Reversibility of the Macrosensor
Macrosensors of a single optode batch were prepared by the procedure described above using 16 wells. After the optodes were hydrated, the PBS solution was removed from all wells and 200 µl of 1 M glucose in PBS was pipetted into 8 wells. The remaining 8 wells acted as controls and contained fresh glucose-free PBS. In order to track the changes in the fluorescence response, measurements were acquired at a sampling rate of 5 minutes for 60 minutes. Then, all solutions (glucose and control) were removed and 200 µl of fresh PBS was added to all wells. Again, measurements were obtained every 5 minutes for 60 minutes. An additional cycle was performed to yield a total experiment time of 4 hours. Response was determined by the percent change difference between the average intensity of the glucose and control.
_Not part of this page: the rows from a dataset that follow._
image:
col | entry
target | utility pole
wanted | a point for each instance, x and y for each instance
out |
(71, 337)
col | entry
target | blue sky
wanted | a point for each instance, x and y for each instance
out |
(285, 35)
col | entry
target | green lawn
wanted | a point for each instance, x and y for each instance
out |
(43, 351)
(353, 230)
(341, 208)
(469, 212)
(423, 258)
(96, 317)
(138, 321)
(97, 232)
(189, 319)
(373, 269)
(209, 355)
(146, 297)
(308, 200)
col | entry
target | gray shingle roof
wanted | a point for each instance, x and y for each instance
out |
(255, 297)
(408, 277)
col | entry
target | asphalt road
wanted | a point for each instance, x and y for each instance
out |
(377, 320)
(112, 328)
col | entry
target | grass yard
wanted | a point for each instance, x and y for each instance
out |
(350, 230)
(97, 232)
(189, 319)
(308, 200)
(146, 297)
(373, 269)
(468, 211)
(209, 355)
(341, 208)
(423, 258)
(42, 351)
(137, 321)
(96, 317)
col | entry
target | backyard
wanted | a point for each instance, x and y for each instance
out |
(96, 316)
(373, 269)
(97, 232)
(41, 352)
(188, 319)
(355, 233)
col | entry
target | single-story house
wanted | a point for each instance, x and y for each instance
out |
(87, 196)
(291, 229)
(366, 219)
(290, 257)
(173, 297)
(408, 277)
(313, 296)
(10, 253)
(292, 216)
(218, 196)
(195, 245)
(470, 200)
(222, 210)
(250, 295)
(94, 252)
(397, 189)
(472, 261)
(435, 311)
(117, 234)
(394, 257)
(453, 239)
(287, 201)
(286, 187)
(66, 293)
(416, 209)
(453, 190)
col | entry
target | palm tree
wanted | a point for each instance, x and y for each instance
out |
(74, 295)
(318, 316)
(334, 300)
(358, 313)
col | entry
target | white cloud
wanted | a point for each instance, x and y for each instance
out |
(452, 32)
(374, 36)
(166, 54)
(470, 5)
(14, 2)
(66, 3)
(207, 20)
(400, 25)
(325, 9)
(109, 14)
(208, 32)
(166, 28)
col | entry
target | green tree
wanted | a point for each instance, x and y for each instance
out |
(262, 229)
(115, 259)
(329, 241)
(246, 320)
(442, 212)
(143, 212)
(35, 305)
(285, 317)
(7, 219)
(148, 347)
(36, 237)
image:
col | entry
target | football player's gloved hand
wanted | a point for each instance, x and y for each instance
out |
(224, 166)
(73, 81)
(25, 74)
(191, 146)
Figure 1C was generated by averaging the fluorescence intensity of the individual macrosensors for the three time points prior to a solution change. These values were then standardized and the percent change was calculated as the difference between the average standardized intensity of the glucose and control. The error was generated from the raw intensity values using the laws of error propagation.
Effects of Interferents
Calibration of the macrosensors was performed as described above with PBS and glucose solutions that contained either no interferent, uric acid (20 mg/dl), ascorbic acid (3 mg/dl) or acetaminophen (20 mg/dl).21 The glucose concentrations used in the calibration were 0 mM, 1 mM, 3 mM, 5 mM, 10 mM, 25 mM, 50 mM, 100 mM, and 1M. Response was compared by fitting a sigmoidal curve to the plot of α vs. log [glucose concentration] Molar for each interferent using Origin software.
Nanosensor Fabrication
The optode was allowed to dry on a glass surface for at least 4 hours. The optode film was removed and transferred to a glass vial. The vial was then charged with 5 ml of PBS and 5 mg of surface modifier, 1,2-distearoyl-sn-Glycero-3-Phosphoethanolamine-N-[Methoxy(Polyethyleneglycol)-550] (PEG lipid), in 0.5 ml chloroform. This solution was sonicated with a probe-tip sonicator (Branson, Danbury, CT, USA) at 40% amplitude for 3 minutes. The residual polymer was discarded to yield the nanosensor solution.
Particle Sizing and Zeta Potential
Particle size and zeta potential of the nanosensors were determined using a nanosizer (Nano Series ZS90, Malvern, Worcestershire, UK). Data was acquired for nanosensors made on five different days. A minimum of five runs was performed for each fabrication. The average and standard deviation of measurements were then calculated (n = 31). The reported size is the Z-Average or the “cumulants mean” which is an intensity mean of the nanosensors.22
Spectrum of Nanosensors
Data was acquired in a Spectramax Gemini EM microplate fluorometer (Molecular Devices) by exciting at 460 nm and scanning the emission from 510–690 nm. 100 µl of nanosensors in PBS was pipetted into 8 wells of a 96-well optical bottom plate. Glucose in PBS was added to each well to bring final concentrations to 0 mM, 0.5 mM, 5 mM, 15.8 mM, 50 mM, 158 mM, 0.5 M or 1 M. This process was repeated in quadruplicate for each glucose concentration with each well having equivalent volume.
Calibration of Nanosensors
Data was acquired in a Spectramax Gemini EM microplate fluorometer exciting at 460 nm and emitting at 570 nm with a cutoff of 515 nm. 60 µl of nanosensors in PBS was pipetted into 12 wells of a 96-well optical bottom plate. Glucose in PBS was added to each well to bring final concentrations to 0 mM, 0.5 mM, 1 mM, 1.5 mM, 2.5 mM, 4 mM, 5 mM, 12.5 mM, 25 mM, 50 mM, 250 mM, and 500 mM glucose. This process was repeated in quadruplicate for four sets of glucose nanosensors at each glucose concentration with each well having equivalent volume. This process was repeated at 4 and 8 hours after sensor fabrication in order to determine the lifetime of the sensors. Response was determined by expressing the data as α = (Imax – I)/( Imax – Imin). The error for α was calculated from the raw fluorescence intensity values using the laws of error propagation. A sigmoidal curve was fitted to the plot of α vs. log [glucose concentration] Molar using Origin software.
Leaching of Nanosensors
Data was acquired in a Spectramax M2 fluorometer (Molecular Devices) exciting at 460 nm and emitting at 570 nm with a cutoff of 515 nm. 500 µl of nanosensors in PBS mixed with an additional 500 µL of PBS was placed in a cuvette. The intensity of the nanosensors was tracked every 10 minutes for approximately 17 hours. The intensity was normalized to its initial value in order to get the percent change over time.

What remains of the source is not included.